On 27th November the Warwick Commission kick-started its investigation into the future of cultural value with an introductory meeting that brought together Commissioners, the Academic Reference Group and cultural professionals. The inspiring and unusual setting of Mother London's headquarters in the Biscuit Building in Shoreditch provided a suitably creative backdrop for the evening’s lively debates. The Commission Team would like to thank everyone who came along and shared their thoughts and suggestions for the Commission. Whilst it would be impossible to do justice to the broad scope of discussions around the room, we have tried to capture below some of the dominant ideas across the strands. The Commission Team will, however, consider all comments and suggestions when reviewing the outcomes of the evening.
If you would like to respond to any of these points, please email warwickcommission at warwick dot ac dot uk and we will make sure that your viewpoint is shared with the Commission.

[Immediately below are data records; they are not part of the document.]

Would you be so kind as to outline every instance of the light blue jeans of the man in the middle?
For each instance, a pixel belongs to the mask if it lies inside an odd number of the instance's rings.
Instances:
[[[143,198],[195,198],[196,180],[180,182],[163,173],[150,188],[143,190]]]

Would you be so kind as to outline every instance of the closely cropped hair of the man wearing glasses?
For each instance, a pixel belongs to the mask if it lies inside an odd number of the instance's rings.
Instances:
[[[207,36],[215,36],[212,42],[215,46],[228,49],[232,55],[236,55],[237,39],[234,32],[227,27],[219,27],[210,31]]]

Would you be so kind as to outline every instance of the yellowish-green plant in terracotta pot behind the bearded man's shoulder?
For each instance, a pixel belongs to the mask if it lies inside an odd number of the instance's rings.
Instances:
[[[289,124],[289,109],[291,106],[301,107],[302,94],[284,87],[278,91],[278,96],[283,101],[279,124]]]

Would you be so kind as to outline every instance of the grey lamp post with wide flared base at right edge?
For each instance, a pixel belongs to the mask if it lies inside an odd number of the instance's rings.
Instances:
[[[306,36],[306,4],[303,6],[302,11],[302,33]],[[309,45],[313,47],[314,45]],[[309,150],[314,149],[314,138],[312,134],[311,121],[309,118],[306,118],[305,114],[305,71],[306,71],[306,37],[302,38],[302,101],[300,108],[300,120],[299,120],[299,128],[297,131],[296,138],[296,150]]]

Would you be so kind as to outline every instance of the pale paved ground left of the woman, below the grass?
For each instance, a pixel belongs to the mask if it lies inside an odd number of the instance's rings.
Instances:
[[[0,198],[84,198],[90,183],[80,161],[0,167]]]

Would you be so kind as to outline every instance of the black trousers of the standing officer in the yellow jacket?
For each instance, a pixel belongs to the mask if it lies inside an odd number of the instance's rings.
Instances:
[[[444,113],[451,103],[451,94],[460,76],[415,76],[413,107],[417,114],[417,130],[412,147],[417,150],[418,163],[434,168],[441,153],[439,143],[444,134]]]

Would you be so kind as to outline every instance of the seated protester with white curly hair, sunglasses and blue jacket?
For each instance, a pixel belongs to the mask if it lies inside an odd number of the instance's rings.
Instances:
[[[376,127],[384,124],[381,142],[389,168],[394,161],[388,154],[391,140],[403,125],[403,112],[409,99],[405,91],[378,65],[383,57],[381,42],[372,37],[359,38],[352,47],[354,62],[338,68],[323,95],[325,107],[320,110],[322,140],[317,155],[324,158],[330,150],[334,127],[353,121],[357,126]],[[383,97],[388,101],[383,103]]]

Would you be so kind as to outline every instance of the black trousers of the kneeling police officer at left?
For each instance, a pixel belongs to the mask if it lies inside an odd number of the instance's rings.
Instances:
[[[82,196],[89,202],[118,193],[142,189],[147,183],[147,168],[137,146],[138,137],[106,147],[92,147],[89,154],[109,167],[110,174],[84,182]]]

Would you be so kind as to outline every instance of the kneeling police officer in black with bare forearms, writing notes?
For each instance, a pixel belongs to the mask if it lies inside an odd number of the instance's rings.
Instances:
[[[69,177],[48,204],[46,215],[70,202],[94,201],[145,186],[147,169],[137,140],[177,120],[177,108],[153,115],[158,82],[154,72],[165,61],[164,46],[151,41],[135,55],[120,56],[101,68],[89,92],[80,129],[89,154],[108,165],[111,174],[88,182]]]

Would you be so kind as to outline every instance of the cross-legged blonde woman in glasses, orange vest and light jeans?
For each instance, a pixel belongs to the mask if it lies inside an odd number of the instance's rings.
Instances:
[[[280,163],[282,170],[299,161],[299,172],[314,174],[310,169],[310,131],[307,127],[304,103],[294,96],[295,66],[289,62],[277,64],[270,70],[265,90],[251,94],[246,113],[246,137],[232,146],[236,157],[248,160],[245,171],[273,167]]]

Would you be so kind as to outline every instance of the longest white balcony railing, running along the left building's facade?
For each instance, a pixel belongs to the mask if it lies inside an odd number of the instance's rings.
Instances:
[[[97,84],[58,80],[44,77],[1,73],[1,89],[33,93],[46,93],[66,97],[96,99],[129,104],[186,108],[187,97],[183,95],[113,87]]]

The discussions on ‘valuing culture’ identified two disconnects. The first was found in public perceptions of culture. It was suggested that the general public frequently associate ‘culture’ with ‘high art’ and therefore do not immediately realise that culture, in its various manifestations, is relevant to their lives. A ‘rebranding’ of culture, similar to that of feminism, which takes in a more complex definition of culture would perhaps help the public to identify the value of culture to them.
The second was found within the sector itself, which requires more ‘joined-up thinking’ to make its voice heard. Networks such as ‘What next?’, which connects smaller and larger cultural organisations, can amplify and add weight to the arguments put forward by the sector. The disconnect in relation to ‘education and talent’ lay in the research surrounding this theme. It was suggested that longitudinal study is required rather than short bursts of research that are arranged to tie in with politicical lifecycles. A shift in research methods to include longitudinal study would allow us to study the impact of cultural education ‘from playground to pension’. Moreover, investigations in this area, including the Commission’s work, must ensure that their recommendations are concrete and implementable rather than generalised arguments in favour of arts education that remain detached from political reality. To this end, it is important to recognise the vital role played by headteachers, who are the most important commissioners of cultural education for school-age children.
Finally, discussions relating to the fourth strand on ‘international trends’ called for the Commission to overcome certain geographical disconnects. A segmented view of culture that divides the UK into its four nations was criticised. Furthermore, although it was recognised that the Commission’s focus is founded in a desire to cover adequately the complex set of questions surrounding cultural value, it was noted that the Commission must take care to ensure full representation of England itself with its myriad of different cultural and sub-cultural communities. It was also suggested that studies need to focus more on the connections between the regional and the global, considering how global trends affect regional practices and how these, in turn, affect global trends.
Defining value is equally important and will, in fact, form a significant part of the second strand. It was pointed out that value and investment are not synonymous, as the latter is specific to its context and implies the expectation of a ‘return’. The fact that value is commonly expressed in econometric terms is not necessarily unhelpful; however, these terms must be broadened beyond money if we are to assess accurately the value of culture. Participants in the discussions around first strand suggested that it may be useful to analyse arts investment through various business models (e.g. dynamic pricing, mixed economy, disintermediation, social investment).
It was also suggested that the question headings for each strand could be phrased in more helpful terms and this is a priority for the Commission Team moving forward.
The relationship between class and access was dealt with both implicitly and explicitly. In particular, those involved in the third strand asked how we can create structures for young people who care about culture from backgrounds where their parents/carers do not have the syntax or experience to engage with cultural activities. This is a question that the Commission intends to address across several of its strands and it is reassuring to know that our discussions will reflect broader concerns across the sector.
The ways in which people of different ages engage with and value culture were also discussed. The request for a longitudinal study of the impact of creative education in the third strand was echoed in the first strand’s call to explore the ways in which young people invest in culture and how this evolves. Across the board, exposure to the arts during childhood was identified as a crucial factor in widening access under the motto ‘If I can see it, I can be it’.